Penas canónicas para los perseguidores de la Iglesia
33. Mas la presente condición de cosas no hace perder a los Pastores de la Iglesia su caridad evangélica, tan viva y sentida como su energía apostólica. Grande es el dolor de Nuestras almas al ver quebrantado por el Estado español el respeto patrio, quince veces secular, a la Iglesia, a su actividad y a sus Instituciones, violados sus derechos, cohibida su libertad. Pero bien sabemos la verdad de aquella sentencia de un Santo Padre: "Ubi Ecclesia, ibi Spiritus Dei", y en segura y serenísima esperanza estamos de que el Espíritu de Dios la levantará de la opresión para que vuelva al esplendor de su libertad y a la recuperación de todos sus derechos para el bien de las almas y la salud de nuestro pueblo. Duro es el deber que a Nuestro corazón benigno de Pastores impone el ministerio que ejercemos teniendo que recordar las sanciones canónicas señaladas en los cánones 2.334, 2.346, 2.209, 2.231 del Código de Derecho Canónico (1), que la Iglesia inflige a cuantos conscientemente han atentado contra su divina libertad y derechos sagrados; pero no dudamos que las fervorosas oraciones de todos los fieles habrán de mover a Cristo Jesús, Cabeza de la Iglesia, que también por aquéllos murió, a fin de que por su gracia y con la intercesión de la Santísima Virgen María, de la cual España ha sido siempre tan devota, vuelvan a buen camino y ayuden con su ejemplo y reparación al triunfo próximo de la Iglesia.

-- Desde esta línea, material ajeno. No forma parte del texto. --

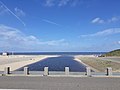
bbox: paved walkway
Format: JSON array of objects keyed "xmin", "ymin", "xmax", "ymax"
[{"xmin": 0, "ymin": 76, "xmax": 120, "ymax": 90}]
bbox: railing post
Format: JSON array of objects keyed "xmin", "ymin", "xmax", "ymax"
[
  {"xmin": 24, "ymin": 67, "xmax": 29, "ymax": 75},
  {"xmin": 86, "ymin": 67, "xmax": 91, "ymax": 77},
  {"xmin": 44, "ymin": 67, "xmax": 49, "ymax": 76},
  {"xmin": 4, "ymin": 67, "xmax": 10, "ymax": 75},
  {"xmin": 65, "ymin": 67, "xmax": 69, "ymax": 75},
  {"xmin": 107, "ymin": 67, "xmax": 112, "ymax": 76}
]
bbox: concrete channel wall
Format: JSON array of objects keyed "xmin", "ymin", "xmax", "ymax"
[{"xmin": 0, "ymin": 67, "xmax": 120, "ymax": 77}]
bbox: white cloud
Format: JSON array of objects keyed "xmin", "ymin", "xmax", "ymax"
[
  {"xmin": 42, "ymin": 19, "xmax": 61, "ymax": 26},
  {"xmin": 91, "ymin": 17, "xmax": 120, "ymax": 24},
  {"xmin": 0, "ymin": 25, "xmax": 67, "ymax": 49},
  {"xmin": 81, "ymin": 28, "xmax": 120, "ymax": 37},
  {"xmin": 0, "ymin": 1, "xmax": 26, "ymax": 26},
  {"xmin": 108, "ymin": 17, "xmax": 120, "ymax": 23},
  {"xmin": 14, "ymin": 7, "xmax": 26, "ymax": 17},
  {"xmin": 92, "ymin": 18, "xmax": 104, "ymax": 24}
]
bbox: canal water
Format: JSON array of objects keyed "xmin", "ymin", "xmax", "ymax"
[{"xmin": 18, "ymin": 56, "xmax": 86, "ymax": 72}]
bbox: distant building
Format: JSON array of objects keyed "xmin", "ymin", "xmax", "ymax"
[{"xmin": 2, "ymin": 52, "xmax": 9, "ymax": 56}]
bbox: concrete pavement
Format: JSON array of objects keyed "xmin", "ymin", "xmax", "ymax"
[{"xmin": 0, "ymin": 76, "xmax": 120, "ymax": 90}]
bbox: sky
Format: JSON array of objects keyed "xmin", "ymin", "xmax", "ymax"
[{"xmin": 0, "ymin": 0, "xmax": 120, "ymax": 52}]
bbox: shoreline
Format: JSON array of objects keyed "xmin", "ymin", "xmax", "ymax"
[
  {"xmin": 74, "ymin": 55, "xmax": 100, "ymax": 72},
  {"xmin": 0, "ymin": 55, "xmax": 57, "ymax": 71}
]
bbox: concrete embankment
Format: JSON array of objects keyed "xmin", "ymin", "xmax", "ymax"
[{"xmin": 0, "ymin": 55, "xmax": 57, "ymax": 71}]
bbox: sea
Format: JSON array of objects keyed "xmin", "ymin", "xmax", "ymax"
[{"xmin": 14, "ymin": 52, "xmax": 106, "ymax": 72}]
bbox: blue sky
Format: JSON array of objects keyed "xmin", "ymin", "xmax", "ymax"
[{"xmin": 0, "ymin": 0, "xmax": 120, "ymax": 52}]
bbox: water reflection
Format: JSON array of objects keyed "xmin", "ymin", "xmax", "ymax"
[{"xmin": 18, "ymin": 56, "xmax": 85, "ymax": 72}]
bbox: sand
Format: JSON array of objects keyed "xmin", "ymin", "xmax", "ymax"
[{"xmin": 0, "ymin": 55, "xmax": 57, "ymax": 71}]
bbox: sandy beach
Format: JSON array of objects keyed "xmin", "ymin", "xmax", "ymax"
[{"xmin": 0, "ymin": 55, "xmax": 57, "ymax": 71}]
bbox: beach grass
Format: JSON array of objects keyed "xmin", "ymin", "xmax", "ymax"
[{"xmin": 78, "ymin": 57, "xmax": 120, "ymax": 72}]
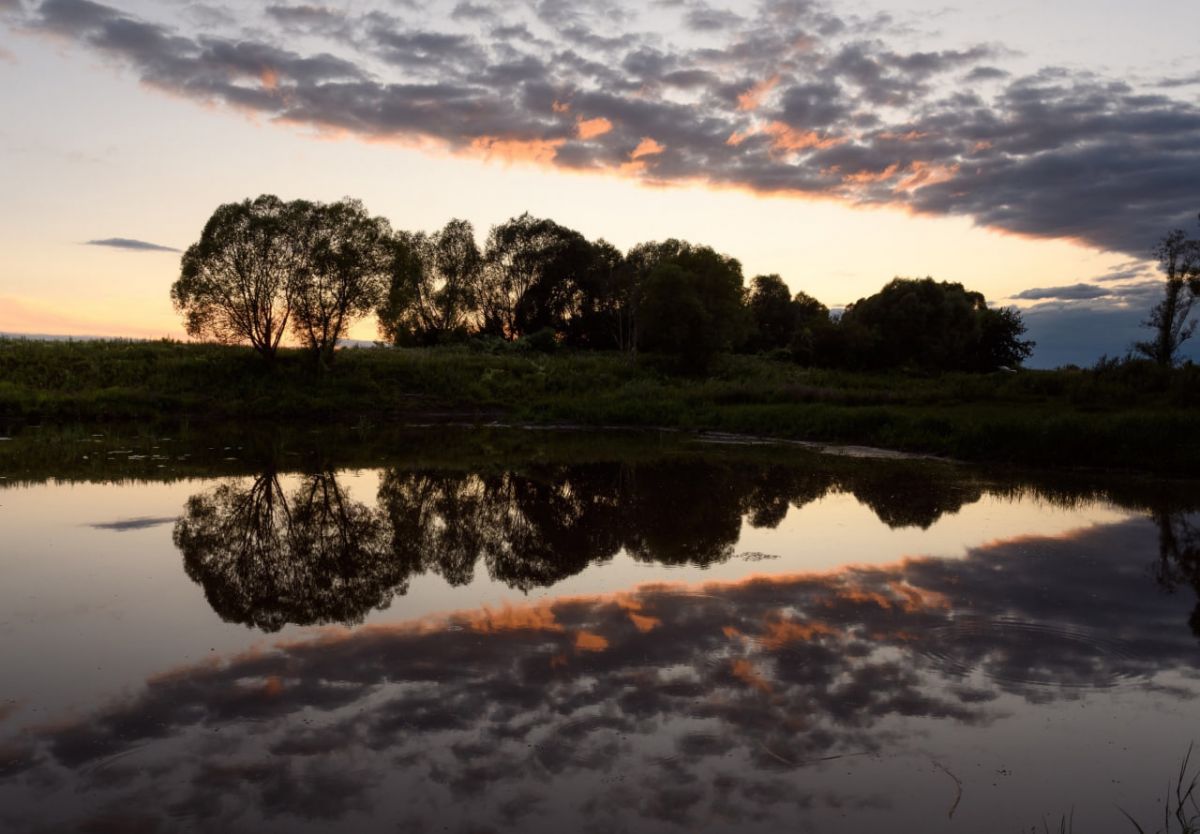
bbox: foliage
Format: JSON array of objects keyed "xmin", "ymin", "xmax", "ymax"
[
  {"xmin": 840, "ymin": 278, "xmax": 1033, "ymax": 371},
  {"xmin": 479, "ymin": 214, "xmax": 593, "ymax": 340},
  {"xmin": 1134, "ymin": 218, "xmax": 1200, "ymax": 367},
  {"xmin": 637, "ymin": 240, "xmax": 746, "ymax": 371},
  {"xmin": 292, "ymin": 199, "xmax": 391, "ymax": 366},
  {"xmin": 170, "ymin": 194, "xmax": 312, "ymax": 359},
  {"xmin": 379, "ymin": 220, "xmax": 484, "ymax": 344}
]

Violenta y dolorosísima es la prueba a que está sometida la Iglesia en España por la gravísima e injusta situación a que la somete la tiranía del sectarismo imperante. Mas la asistencia indefectible de Dios, que de mayores y más duros combates y persecuciones la ha librado en otros países, no la dejará humillada y abandonaba, antes le infundirá aquella pacientísima y operante eficacia con que el dolor santifica y renueva el espíritu de los buenos con pujanza mayor de un apostolado más puro y abnegado.